④ Determine the available network ID
List all binary combinations caused by the additional bit, remove all combinations of 0 and 1
Code:
The actually obtained subnet ID of the combination
000 bytes
001 → 32 (00100000) 129.20.32.0
010 → 64 (01000000) 129.20.64.0
011 → 96 (01100000) 129.20.96.0
100 → 128 (10000000) 129.20.128.0
101 → 160 (10100000) 129.20.160.0
110 → 192 (11000000) 129.20.192.0
000 bytes
⑤ Determine the range of available Host IDS
Code:
The last IP address of the IP address starting from the subnet
129.20.32.0 129.20.32.1 129.20.63.254
129.20.64.0 129.20.64.1 129.20.95.254
129.20.96.0 129.20.96.1 129.20.127.254
129.20.128.0 129.20.128.1 129.20.159.254
129.20.160.0 129.20.160.1 129.20.191.254
129.20.192.0 129.20.192.1 129.20.223.254
2. Quick computing:
① Convert the number of subnets to binary.
4 → 00000100
② The number of digits required to represent the number of subnets in binary form is the number of digits added to the default Subnet Mask (the number of digits that should be borrowed from the host ID)
00000100 → 3
③ Determine the subnet mask
Default Value: 255.255.0.0
After the three digits of the host ID are used: Subnet Mask (11100000). 0, indicating that all bits are represented as 1 and used as the subnet mask.

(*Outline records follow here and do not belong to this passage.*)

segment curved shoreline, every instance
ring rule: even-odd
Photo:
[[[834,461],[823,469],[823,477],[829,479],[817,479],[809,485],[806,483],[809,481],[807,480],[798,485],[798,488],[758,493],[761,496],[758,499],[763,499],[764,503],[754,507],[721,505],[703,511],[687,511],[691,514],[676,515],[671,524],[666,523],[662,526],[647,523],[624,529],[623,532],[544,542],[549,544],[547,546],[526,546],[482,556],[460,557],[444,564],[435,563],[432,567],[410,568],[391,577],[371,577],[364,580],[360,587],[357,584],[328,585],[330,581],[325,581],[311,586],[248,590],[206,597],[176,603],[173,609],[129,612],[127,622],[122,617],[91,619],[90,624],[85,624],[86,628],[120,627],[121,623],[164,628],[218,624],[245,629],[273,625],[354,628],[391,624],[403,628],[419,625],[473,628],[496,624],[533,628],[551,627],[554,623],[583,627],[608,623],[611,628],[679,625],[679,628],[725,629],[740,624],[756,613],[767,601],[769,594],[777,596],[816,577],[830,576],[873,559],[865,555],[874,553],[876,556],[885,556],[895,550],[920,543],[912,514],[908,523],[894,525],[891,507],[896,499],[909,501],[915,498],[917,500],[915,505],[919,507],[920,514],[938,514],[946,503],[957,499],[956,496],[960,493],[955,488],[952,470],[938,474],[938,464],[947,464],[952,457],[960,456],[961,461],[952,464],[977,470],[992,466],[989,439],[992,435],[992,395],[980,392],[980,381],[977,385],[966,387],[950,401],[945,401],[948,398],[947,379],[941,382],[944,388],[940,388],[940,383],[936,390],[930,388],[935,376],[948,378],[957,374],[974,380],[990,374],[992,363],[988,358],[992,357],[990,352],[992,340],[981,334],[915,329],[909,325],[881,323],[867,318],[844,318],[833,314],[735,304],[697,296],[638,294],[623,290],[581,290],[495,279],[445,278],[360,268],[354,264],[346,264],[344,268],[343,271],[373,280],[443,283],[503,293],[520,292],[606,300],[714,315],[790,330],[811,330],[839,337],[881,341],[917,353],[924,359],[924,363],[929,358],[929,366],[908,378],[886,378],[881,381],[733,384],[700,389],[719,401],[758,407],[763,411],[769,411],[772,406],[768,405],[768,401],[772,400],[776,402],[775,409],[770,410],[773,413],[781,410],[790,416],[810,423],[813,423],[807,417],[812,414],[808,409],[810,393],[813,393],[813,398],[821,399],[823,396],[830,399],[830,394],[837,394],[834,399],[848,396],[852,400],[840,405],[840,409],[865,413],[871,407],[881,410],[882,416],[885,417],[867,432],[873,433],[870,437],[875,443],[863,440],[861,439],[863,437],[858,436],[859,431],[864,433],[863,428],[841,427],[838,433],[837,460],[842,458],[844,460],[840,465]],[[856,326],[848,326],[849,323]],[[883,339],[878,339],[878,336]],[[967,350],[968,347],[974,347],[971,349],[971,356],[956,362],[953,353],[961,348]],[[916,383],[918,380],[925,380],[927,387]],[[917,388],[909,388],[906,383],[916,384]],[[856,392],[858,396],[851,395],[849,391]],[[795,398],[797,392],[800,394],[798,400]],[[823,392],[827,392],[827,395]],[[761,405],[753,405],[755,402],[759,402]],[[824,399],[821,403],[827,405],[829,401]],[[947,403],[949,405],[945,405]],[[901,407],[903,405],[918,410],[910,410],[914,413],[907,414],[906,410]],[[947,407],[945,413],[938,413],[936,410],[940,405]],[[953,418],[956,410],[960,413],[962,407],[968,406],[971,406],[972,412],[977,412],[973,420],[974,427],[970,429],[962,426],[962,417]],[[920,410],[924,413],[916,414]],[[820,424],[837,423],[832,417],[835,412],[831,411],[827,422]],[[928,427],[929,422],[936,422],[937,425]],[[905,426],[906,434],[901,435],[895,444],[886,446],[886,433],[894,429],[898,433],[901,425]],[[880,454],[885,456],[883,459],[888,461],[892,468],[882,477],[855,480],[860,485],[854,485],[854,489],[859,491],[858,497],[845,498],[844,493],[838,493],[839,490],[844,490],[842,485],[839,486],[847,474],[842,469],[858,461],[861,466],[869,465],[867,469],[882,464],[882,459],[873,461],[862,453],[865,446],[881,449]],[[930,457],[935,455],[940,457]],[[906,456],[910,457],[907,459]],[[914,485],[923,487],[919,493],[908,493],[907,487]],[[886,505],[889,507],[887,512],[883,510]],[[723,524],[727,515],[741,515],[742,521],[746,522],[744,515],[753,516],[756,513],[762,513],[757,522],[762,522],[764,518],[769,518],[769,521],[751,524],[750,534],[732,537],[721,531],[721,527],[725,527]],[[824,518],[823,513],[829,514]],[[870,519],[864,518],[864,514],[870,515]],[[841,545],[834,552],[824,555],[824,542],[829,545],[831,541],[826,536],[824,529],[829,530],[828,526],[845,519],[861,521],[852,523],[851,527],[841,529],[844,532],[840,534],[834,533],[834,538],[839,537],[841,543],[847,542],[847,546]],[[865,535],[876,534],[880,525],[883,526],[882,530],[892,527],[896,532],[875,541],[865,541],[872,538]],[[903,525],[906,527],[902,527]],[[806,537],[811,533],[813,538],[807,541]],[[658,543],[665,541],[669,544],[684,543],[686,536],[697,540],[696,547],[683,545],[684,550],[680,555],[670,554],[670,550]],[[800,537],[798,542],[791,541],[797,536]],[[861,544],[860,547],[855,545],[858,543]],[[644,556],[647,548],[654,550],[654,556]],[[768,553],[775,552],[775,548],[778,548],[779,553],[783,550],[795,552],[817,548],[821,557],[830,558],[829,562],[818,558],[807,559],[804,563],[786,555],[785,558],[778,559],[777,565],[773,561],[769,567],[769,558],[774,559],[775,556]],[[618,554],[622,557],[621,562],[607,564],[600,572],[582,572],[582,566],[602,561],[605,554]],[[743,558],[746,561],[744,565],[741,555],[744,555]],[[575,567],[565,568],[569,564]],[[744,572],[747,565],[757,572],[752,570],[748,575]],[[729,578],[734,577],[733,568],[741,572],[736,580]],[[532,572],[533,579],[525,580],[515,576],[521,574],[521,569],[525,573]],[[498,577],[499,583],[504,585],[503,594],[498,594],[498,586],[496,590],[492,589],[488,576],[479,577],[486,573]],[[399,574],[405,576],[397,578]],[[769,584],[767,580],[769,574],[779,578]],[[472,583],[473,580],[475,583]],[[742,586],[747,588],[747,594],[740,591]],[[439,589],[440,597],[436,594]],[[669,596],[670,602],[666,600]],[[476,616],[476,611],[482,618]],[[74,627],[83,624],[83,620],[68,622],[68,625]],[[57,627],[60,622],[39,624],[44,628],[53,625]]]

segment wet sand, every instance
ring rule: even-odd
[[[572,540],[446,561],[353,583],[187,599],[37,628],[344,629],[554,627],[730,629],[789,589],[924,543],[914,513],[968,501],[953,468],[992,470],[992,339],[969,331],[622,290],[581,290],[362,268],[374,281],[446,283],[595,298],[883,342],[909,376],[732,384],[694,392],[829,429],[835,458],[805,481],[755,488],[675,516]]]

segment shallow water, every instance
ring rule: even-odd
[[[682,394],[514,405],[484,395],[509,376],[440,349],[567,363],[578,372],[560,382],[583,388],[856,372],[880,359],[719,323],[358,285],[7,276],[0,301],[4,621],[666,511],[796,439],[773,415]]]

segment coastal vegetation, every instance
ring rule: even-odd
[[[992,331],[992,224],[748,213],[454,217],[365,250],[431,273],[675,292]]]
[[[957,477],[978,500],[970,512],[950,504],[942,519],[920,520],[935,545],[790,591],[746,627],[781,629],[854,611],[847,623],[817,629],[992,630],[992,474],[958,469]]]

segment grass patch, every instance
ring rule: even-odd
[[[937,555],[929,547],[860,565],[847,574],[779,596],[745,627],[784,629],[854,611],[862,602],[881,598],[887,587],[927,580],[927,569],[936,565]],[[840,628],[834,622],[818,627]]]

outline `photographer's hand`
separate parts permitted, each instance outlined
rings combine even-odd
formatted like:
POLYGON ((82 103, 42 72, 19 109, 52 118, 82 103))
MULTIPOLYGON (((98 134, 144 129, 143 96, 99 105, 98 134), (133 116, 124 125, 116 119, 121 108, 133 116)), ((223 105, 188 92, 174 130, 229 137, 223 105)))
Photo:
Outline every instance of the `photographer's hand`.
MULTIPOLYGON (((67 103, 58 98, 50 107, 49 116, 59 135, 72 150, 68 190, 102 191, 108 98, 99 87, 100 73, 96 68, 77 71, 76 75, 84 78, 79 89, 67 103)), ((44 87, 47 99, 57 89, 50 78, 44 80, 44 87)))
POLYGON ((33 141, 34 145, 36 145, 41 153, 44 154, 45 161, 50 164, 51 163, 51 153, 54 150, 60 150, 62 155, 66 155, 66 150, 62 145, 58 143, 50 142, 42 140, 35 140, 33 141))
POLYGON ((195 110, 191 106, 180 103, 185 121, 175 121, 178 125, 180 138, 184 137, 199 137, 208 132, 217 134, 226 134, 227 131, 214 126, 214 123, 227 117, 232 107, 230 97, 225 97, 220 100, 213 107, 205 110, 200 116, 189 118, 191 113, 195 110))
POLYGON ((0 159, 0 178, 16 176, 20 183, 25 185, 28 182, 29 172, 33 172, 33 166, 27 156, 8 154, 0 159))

④ Convert the rightmost "1" of 11100000 to decimal, that is, the increment between each subnet ID, recorded as Delta? ? = 32
⑤ The number of subnet IDs generated is 2m-2 (M: number of digits added to the default subnet mask)
Number of available subnet IDs: 23-2 = 6
⑥ Yes? Attached to the original network ID to form the first subnet network ID 129.20.32.0
7. Repeat 6th. What is the value of each subsequent subnet plus ?, Obtain all subnet network IDs.
129.20.32.0
129.20.64.0
129.20.96.0
129.20.128.0
129.20.160.0 129.20.192.0
129.20.224.0 → 224 is the same as the subnet mask and is an invalid network ID.